Enam Regulasi Produk
Aqil juga menjelaskan mengenai proses penahapan bagi produk obat dan alat kesehatan sesuai dengan risikonya masing-masing, yang diatur dalam Peraturan Presiden. “Dalam forum WTO, Indonesia telah memberikan informasi mengenai 6 regulasi terkait Jaminan Produk Halal melalui Notifikasi. Seluruh masukan dan komentar dari anggota WTO akan dipertimbangkan oleh BPJPH,” ungkapnya.
Selain itu, Indonesia membuka peluang kerja sama internasional dengan lembaga sertifikasi halal luar negeri melalui kerja sama saling pengakuan sertifikat halal. “Pertemuan bilateral antara BPJPH dan Uni Eropa membahas percepatan asesmen terhadap lembaga sertifikasi halal dari delapan negara anggota Uni Eropa. Demikian pula, pertemuan dengan delegasi Inggris telah dijadwalkan,” papar Aqil.

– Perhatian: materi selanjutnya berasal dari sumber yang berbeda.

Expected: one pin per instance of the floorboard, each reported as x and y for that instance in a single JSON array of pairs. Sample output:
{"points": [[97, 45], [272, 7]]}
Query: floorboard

BPJPH menegaskan bahwa Indonesia tidak akan mengakui sertifikasi halal lintas negara untuk memastikan kualitas dan kehalalan produk. Produk yang belum bersertifikat halal dapat diajukan untuk sertifikasi langsung kepada BPJPH. “Pada hari Jumat mendatang, BPJPH akan mengadakan pertemuan bilateral dengan delegasi tuan rumah Swiss,” ucap Aqil.